The government’s threat that “generating, passing on or sharing …… abusive and subversive materials …… will be disconnected and the law will take its course” has inspired more and more constructive women’s voice penetrating public spaces and being amplified more than ever before. We see more legislators like Jessie Majome engaging the public to participate in law making processes, and Marcellina Chikasha who launched her own political party making use of alternative forms of media to promote citizen engagement.

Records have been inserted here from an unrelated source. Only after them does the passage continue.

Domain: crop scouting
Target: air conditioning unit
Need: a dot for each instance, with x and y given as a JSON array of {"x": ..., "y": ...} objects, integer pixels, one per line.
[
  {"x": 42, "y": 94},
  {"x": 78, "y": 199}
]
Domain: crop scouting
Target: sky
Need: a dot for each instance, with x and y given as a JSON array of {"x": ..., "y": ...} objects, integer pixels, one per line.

Online media has also allowed other opinion leaders like Fadzayi Mahere to air their opinions and put pressure on the government to act. More women came to know more and join in the Thokozane Khupe led #BeatThePot campaign, just by following the hashtag.
The hashtag campaigns have started a revolution. Their impact needs, however, to be translated to power on the ground. Women are telling their own stories and as the voices become bolder, the next step is working towards gaining nominations for primary elections for the next national elections, voting and campaigning for the leadership positions we want and also occupying more influential positions in media.